Regular monitoring of blood and/or urine glucose:

It is necessary to determine the minimum effective dose; to detect primary failure (inadequate lowering of blood glucose concentration at the maximum recommended dosage); or secondary failure (loss of control of blood glucose following an initial period of effectiveness). If secondary failure occurs, glibenclamide should usually be discontinued. However, some clinicians may initially evaluate the addition of a low dose insulin regimen.

Use in Pregnancy

Category C. It is important to achieve strict normoglycaemia during pregnancy. Oral hypoglycaemic agents should be replaced by insulin. The sulphonylureas may enter the foetal circulation and cause neonatal hypoglycaemia. In animal studies embryotoxicity and/or birth defects have been demonstrated. If glibenclamide is used during pregnancy it should be discontinued at least two weeks before the expected delivery date to avoid severe hypoglycaemia in the neonate following delivery.

Use in Lactation

It is not known whether glibenclamide is excreted in breast milk or whether it has a harmful effect on the newborn infant. Other sulphonylureas have been found in breast milk and therefore glibenclamide is not recommended for nursing mothers unless the expected benefits outweigh any potential risks.

Until optimal control has been achieved, when changing the antidiabetic preparation, or when the tablets have not been taken regularly, alertness and reaction time may be altered to such an extent that the patient cannot safely cope with road traffic or operate machinery.

Adverse Effects

Adverse effects serious enough to require discontinuation of therapy are uncommon, however adverse effects persist glibenclamide should be discontinued.

Hypoglycaemia:

May be not only severe but also prolonged and fatal (see Warnings and Precautions).

Gastrointestinal:

Gastrointestinal effects e.g. nausea, vomiting, epigastric fullness or sensation of pressure, heartburn, anorexia, dyspepsia and diarrhoea are the most common adverse reactions and occur in 1-2% of patients. Effects tend to be dose related and may disappear when dosage is reduced. Pancreatitis has been reported rarely.

Dermatological:

Allergic skin reactions to sulphonylureas such as pruritus, erythema, urticaria, and erythematous, maculopapular and bullous skin eruptions or psoriasiform drug eruption occur in 1.5% of treated patients. These may be transient and may disappear despite continued use of glibenclamide. If they persist glibenclamide should be discontinued. Porphyria cutanea tarda, pellagra-like changes and photosensitivity reactions have been reported with sulphonylureas.

Haematological:

Anaemia, leucopenia, thrombocytopenia, thrombocytopenic purpura, agranulocytosis, pancytopenia, eosinophilia, haemolytic anaemia, aplastic anaemia, bone marrow aplasia and coagulation disorders have been reported with sulphonylureas.

Hepatic:

Increased hepatic enzymes (AST, ALT), abnormal hepatic function, cholestasis, cholestatic hepatitis, granulamatous hepatitis and bilirubinaemia have been reported with sulphonylureas.

Miscellaneous:

Although a causal relationship has not been established, the following adverse effects have been reported in patients receiving glibenclamide: paraesthesia, blindness, deafness, diplopia, visual disturbances, tremor, convulsions, encephalopathy, confusion, acute psychosis, abnormal renal function, acute renal failure, ocular disturbances, lactic acidosis, alopecia/hypotrichosis, hyponatraemia, syndrome of inappropriate secretion of antidiuretic hormone, arthralgia, arthritis, cerebrovascular disorders, headache, facial oedema, angioedema, hypersensitivity vasculitis and increased sweating.

Interactions

Other medicines given at the same time as sulphonylureas may cause undesirable depression or elevation of the blood sugar level.
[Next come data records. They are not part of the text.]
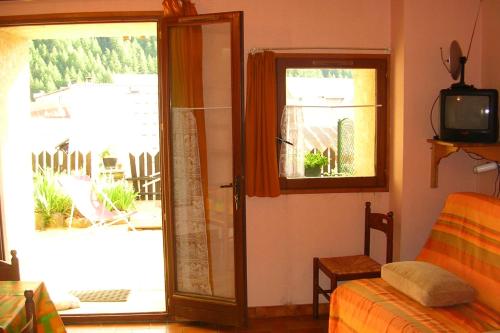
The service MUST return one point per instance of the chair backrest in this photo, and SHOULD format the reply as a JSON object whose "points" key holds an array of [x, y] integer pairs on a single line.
{"points": [[84, 197], [10, 272], [29, 305], [381, 222]]}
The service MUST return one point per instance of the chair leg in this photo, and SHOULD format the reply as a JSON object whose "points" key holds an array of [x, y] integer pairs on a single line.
{"points": [[333, 284], [315, 286]]}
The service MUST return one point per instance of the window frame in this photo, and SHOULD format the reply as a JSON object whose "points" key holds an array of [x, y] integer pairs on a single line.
{"points": [[379, 62]]}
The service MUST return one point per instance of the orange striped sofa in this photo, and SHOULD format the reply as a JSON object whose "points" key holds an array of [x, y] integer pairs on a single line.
{"points": [[465, 240]]}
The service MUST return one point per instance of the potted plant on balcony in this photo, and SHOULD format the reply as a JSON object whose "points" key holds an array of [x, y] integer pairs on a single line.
{"points": [[108, 159], [313, 162], [52, 206]]}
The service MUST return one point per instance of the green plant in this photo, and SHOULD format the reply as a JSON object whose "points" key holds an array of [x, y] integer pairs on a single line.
{"points": [[120, 193], [49, 197], [315, 160], [106, 153]]}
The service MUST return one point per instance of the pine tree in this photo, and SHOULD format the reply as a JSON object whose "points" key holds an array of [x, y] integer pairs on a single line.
{"points": [[58, 63]]}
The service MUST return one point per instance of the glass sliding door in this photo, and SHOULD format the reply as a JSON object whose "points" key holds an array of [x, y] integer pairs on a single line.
{"points": [[206, 199]]}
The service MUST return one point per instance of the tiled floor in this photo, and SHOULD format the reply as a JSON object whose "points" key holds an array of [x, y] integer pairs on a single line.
{"points": [[274, 325]]}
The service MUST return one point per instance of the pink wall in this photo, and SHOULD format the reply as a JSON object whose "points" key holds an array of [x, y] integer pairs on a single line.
{"points": [[427, 26], [284, 233]]}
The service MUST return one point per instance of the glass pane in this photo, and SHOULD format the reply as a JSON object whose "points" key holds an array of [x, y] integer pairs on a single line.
{"points": [[201, 134], [329, 123]]}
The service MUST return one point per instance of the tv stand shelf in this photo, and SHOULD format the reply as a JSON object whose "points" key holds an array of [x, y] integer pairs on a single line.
{"points": [[441, 149]]}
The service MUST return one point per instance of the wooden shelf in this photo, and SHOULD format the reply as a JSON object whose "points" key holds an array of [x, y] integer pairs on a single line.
{"points": [[442, 149]]}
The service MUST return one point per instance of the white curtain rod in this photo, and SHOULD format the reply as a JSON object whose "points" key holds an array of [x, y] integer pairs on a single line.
{"points": [[335, 106], [201, 108], [260, 49]]}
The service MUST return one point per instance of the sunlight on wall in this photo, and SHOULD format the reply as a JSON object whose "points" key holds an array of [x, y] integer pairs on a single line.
{"points": [[364, 121], [15, 166]]}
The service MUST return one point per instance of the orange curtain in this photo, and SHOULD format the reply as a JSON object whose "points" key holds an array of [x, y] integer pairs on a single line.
{"points": [[260, 126]]}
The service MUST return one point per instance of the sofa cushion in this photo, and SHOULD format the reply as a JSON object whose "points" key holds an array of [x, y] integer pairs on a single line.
{"points": [[465, 240], [426, 283]]}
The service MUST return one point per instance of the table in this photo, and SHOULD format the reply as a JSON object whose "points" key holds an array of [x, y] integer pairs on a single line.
{"points": [[12, 311]]}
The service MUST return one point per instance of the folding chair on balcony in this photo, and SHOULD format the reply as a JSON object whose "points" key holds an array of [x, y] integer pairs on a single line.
{"points": [[84, 195]]}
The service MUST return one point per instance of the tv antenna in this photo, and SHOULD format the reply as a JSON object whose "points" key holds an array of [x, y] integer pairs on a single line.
{"points": [[457, 61]]}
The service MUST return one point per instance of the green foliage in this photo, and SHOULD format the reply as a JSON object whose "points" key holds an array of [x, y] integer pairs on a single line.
{"points": [[314, 160], [49, 197], [56, 63], [120, 193]]}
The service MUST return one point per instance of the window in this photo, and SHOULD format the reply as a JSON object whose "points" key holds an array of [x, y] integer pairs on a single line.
{"points": [[332, 122]]}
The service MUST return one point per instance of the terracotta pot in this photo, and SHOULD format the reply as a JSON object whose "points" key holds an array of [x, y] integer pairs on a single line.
{"points": [[312, 172]]}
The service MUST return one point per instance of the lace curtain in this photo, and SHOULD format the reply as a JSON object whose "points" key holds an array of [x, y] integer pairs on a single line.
{"points": [[293, 144], [191, 239]]}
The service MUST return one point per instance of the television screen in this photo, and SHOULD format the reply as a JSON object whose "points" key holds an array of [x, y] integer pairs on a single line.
{"points": [[469, 115], [467, 112]]}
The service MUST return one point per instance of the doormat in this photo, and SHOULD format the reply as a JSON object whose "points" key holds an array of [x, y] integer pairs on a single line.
{"points": [[114, 295]]}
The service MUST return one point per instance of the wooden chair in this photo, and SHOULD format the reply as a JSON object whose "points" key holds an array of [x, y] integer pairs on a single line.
{"points": [[29, 305], [10, 272], [357, 266]]}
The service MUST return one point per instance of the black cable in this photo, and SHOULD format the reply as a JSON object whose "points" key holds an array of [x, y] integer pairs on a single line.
{"points": [[497, 182], [430, 118], [474, 29]]}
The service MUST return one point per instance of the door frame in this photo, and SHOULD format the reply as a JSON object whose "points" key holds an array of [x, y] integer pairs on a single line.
{"points": [[106, 17], [210, 308]]}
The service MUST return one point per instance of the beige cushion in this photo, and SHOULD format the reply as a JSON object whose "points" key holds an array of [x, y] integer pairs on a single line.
{"points": [[64, 301], [426, 283]]}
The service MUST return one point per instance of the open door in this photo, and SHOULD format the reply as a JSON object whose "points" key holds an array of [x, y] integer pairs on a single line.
{"points": [[205, 191]]}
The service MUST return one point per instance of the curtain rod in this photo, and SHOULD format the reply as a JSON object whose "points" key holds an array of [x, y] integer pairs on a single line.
{"points": [[200, 108], [336, 106], [259, 49]]}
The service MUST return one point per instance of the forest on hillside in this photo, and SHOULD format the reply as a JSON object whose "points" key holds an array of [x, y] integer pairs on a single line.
{"points": [[57, 63]]}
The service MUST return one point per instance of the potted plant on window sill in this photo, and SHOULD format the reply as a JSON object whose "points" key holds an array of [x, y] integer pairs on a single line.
{"points": [[313, 162]]}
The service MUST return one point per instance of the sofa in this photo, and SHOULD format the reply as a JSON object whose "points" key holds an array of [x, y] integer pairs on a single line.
{"points": [[464, 243]]}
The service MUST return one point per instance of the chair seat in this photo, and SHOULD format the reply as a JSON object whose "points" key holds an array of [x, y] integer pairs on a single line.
{"points": [[350, 265]]}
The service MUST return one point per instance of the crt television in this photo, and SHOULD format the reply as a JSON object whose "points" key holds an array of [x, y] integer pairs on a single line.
{"points": [[469, 115]]}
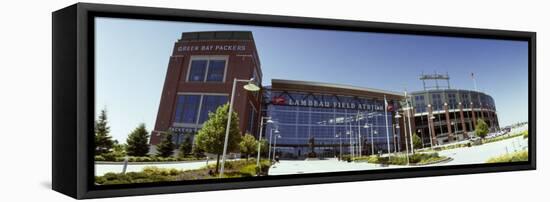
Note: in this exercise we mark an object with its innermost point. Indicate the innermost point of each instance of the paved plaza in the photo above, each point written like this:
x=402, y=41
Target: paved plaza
x=464, y=155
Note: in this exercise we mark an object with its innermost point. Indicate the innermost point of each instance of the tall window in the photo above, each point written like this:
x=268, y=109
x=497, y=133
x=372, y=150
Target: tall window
x=216, y=69
x=197, y=71
x=190, y=110
x=209, y=104
x=207, y=70
x=252, y=119
x=187, y=108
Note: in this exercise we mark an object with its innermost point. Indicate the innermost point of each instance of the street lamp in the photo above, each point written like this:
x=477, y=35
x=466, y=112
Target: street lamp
x=350, y=143
x=250, y=86
x=455, y=134
x=275, y=145
x=340, y=137
x=270, y=138
x=371, y=138
x=260, y=136
x=396, y=139
x=430, y=128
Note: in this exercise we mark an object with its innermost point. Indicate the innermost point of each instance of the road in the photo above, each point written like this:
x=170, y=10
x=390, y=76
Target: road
x=466, y=155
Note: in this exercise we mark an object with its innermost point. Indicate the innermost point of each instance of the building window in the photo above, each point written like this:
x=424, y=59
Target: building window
x=252, y=119
x=216, y=70
x=197, y=71
x=209, y=104
x=209, y=69
x=187, y=108
x=190, y=110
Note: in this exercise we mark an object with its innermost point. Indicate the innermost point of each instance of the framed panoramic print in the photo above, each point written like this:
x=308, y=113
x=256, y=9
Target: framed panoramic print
x=154, y=100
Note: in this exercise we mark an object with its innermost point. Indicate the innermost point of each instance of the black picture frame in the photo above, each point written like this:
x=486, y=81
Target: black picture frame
x=73, y=99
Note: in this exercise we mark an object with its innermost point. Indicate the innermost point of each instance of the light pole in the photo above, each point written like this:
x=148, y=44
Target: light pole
x=270, y=139
x=249, y=87
x=260, y=136
x=430, y=120
x=350, y=143
x=275, y=145
x=454, y=125
x=371, y=138
x=395, y=142
x=405, y=131
x=409, y=118
x=340, y=154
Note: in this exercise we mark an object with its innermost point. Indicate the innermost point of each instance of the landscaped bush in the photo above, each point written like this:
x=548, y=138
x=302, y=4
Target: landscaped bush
x=511, y=157
x=110, y=157
x=154, y=174
x=99, y=158
x=417, y=158
x=504, y=137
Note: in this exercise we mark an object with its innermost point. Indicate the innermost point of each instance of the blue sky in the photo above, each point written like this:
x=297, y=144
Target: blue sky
x=132, y=57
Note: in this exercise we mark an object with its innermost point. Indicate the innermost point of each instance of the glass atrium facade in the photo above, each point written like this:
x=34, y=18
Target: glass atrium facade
x=331, y=123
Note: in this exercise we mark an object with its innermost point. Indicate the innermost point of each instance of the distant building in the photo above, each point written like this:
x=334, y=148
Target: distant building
x=199, y=79
x=311, y=118
x=450, y=114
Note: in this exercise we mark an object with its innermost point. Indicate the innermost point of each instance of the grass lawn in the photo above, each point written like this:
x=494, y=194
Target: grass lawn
x=511, y=157
x=417, y=159
x=233, y=169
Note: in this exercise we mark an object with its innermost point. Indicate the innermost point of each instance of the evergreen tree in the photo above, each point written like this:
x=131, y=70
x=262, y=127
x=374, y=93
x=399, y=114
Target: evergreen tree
x=166, y=147
x=264, y=148
x=186, y=146
x=417, y=141
x=211, y=136
x=248, y=145
x=103, y=141
x=482, y=129
x=137, y=142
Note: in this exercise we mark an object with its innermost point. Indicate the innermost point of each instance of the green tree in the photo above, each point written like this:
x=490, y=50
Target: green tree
x=264, y=147
x=166, y=147
x=417, y=141
x=186, y=146
x=103, y=141
x=482, y=129
x=137, y=142
x=248, y=145
x=119, y=150
x=211, y=136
The hypoglycaemic action of glibenclamide may be potentiated by ACE inhibitors, aminosalicylic acid, anabolic steroids, β-receptor blockers, bezafibrate, biguanides, chloramphenicol, clofibrate, clonidine, co-trimoxazole, coumarin derivatives, disopyramide, fenfluramine, fluoxetine, gemfibrozil, guanethidine, heparin, MAOI's, miconazole, parenteral high dose oxpentifylline, phenylbutazone, phenyramidol, phosphamides, probenecid, quinolone antibiotics, ranitidine, reserpine, salicylates, sulphinpyrazone, tritoqualine, tetracycline compounds and certain long acting sulphonamides. Highly protein bound agents may also potentiate the hypoglycaemic action due to glibenclamide displacement from plasma proteins including oral anticoagulants, hydantoins, salicylates and other NSAIDs.

Medicines which may produce hyperglycaemia or diminish the hypoglycaemic effect of glibenclamide include alcohol, acetazolamide, calcium channel blockers, cimetidine, clonidine, diazoxide, corticosteroids, glucagon, isoniazid, high dose nicotinic acid, oestrogens, progestogens, phenothiazine derivatives, phenytoin, ranitidine, rifampicin, ritodrine, saluretics, sympathomimetic agents, thyroid hormones and large doses of laxatives.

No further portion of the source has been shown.